The United Naga Council (UNC) and the Co-ordinating Committee on Manipur Integrity (COCOMI) have jointly begun to take up measures against the “influx of migrants and illegal immigrants in Manipur”.
The COCOMI is a conglomerate of the United Committee Manipur (UCM), the CCSK, the HERICOUN, the LIPUL etc., while the UNC is the apex Naga body in the state of Manipur.
Addressing a joint press conference on June 5 at Manipur Press Club in Imphal, leaders of the UNC and the COCOMI informed that they had submitted a joint memorandum to chief Minister N Biren Singh on June 4.
“We the civil society organisations of the original native people of Manipur would like to draw your kindly attention to the pressing issue related to the unregulated inflow of migrants and illegal immigrants to Manipur state since 1947 and its threats to the native people territorially, economically and socio-politically,” said the joint memorandum of the UNC and the COCOMI to the chief minister.
The memorandum then said that Manipur has been witnessing influx of “non-native people” for the last many decades and the “menace” is escalating with time.

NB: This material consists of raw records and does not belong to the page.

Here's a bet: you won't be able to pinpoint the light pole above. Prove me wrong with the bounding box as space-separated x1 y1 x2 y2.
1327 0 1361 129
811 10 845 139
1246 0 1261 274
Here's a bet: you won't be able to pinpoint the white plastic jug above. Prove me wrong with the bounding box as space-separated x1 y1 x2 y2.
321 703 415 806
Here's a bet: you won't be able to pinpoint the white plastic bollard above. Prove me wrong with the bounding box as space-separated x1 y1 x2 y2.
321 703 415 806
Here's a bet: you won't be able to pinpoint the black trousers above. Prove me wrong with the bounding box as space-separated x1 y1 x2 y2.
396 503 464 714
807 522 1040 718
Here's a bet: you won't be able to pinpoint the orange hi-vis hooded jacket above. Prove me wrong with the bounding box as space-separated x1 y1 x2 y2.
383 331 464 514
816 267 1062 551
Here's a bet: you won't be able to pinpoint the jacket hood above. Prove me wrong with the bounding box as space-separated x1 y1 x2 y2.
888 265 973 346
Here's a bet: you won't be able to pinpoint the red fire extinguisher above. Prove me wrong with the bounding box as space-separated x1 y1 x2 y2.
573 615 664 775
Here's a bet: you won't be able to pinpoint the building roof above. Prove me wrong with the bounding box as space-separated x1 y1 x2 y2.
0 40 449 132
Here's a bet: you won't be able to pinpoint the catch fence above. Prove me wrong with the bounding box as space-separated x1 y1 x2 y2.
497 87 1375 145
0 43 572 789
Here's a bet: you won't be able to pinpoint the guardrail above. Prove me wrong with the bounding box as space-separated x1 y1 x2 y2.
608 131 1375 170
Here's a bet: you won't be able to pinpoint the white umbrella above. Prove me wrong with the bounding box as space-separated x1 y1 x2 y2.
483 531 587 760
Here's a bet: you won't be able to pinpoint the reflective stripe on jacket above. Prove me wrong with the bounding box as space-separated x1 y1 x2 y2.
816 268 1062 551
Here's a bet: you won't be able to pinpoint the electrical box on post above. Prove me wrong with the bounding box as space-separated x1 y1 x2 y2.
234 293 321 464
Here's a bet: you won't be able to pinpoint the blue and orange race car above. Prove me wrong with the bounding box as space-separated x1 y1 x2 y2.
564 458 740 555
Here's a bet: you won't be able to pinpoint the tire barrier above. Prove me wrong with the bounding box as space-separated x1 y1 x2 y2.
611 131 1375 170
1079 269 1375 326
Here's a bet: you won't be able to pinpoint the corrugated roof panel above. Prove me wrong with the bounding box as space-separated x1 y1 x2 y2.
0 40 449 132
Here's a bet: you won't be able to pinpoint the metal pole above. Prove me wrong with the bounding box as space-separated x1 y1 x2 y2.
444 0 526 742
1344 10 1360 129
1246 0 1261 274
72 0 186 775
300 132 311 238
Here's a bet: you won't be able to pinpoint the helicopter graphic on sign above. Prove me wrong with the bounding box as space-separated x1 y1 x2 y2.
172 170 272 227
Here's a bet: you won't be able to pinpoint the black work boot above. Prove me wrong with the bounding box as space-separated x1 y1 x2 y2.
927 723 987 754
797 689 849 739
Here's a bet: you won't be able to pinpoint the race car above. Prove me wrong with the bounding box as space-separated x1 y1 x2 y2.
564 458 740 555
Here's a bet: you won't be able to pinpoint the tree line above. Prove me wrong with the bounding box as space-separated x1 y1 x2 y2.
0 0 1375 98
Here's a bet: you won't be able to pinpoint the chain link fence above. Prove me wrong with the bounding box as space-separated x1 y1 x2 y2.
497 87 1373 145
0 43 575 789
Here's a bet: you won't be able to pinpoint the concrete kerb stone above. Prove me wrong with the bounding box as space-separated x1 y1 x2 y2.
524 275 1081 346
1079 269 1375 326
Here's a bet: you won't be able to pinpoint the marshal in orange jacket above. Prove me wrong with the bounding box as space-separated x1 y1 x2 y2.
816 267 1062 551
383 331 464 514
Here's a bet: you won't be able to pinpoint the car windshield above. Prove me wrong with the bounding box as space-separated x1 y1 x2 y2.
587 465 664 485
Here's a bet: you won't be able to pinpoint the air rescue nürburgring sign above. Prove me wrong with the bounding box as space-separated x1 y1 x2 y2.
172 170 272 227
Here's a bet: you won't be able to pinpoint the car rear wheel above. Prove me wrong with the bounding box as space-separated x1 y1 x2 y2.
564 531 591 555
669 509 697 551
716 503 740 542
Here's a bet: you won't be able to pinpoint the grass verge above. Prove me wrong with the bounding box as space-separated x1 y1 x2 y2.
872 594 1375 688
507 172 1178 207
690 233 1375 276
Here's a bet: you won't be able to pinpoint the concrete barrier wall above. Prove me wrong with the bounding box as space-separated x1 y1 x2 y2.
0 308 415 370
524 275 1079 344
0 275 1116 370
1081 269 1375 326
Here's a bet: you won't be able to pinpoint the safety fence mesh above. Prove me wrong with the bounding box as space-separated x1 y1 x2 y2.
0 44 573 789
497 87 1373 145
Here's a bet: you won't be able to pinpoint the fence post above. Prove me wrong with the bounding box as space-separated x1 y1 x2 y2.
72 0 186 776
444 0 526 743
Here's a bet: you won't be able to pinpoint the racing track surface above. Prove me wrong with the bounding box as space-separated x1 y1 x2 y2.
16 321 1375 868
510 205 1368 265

The UNC and the COCOMI further said that many of the present “socio-political unrests” in the state are directly or indirectly the consequences of the influx of “migrants and illegal immigrants from neighbouring state/countries, especially Myanmar, Bangladesh and Nepal”.
The memorandum further said that the native people of Manipur can no longer afford to remain silent as this menace has been adversely impacting the future security and well-being of the “original natives”. The UNC and the COCOMI also said that it has adversely impacted the native demography, social order and geographical topography which is often manifested in racial, ethnic, religious and political tensions in the state.
The UNC and the COCOMI then alleged that “these illegal immigrants have not only illegally entered Manipur state but also continuously keep on claiming ownership over the native people’s land”.
“Many unrecognised villages have been mushrooming in some specific hill districts of Manipur in the past few decades and our state government remains as silent spectator,” the memorandum said.
Some points, which were termed as the “most important resolutions”, have been adopted after several rounds of discussion sessions by the “civil society organisations of the native people of Manipur state”.
The first point is to have the National Register of Citizenship (NRC) to scientifically identify the illegal immigrants to push them back and check further illegal infiltration into the state. The second point says that a competent state population commission is highly essential at this juncture to be established by the Manipur government at the earliest.
The memorandum then said that without verification, random village recognition must be stopped and a process of derecognition of illegal and fake villages with a cut-off base year must be put into proper regulation “as it has become a burden and a parasite for the government exchequer and depriving the rightful share of the genuine inhabitants”.
The memorandum then included a chart containing number of villages in districts. The memorandum added that for “the Meiteis and the Naga dominated areas the number of villages remains constant”.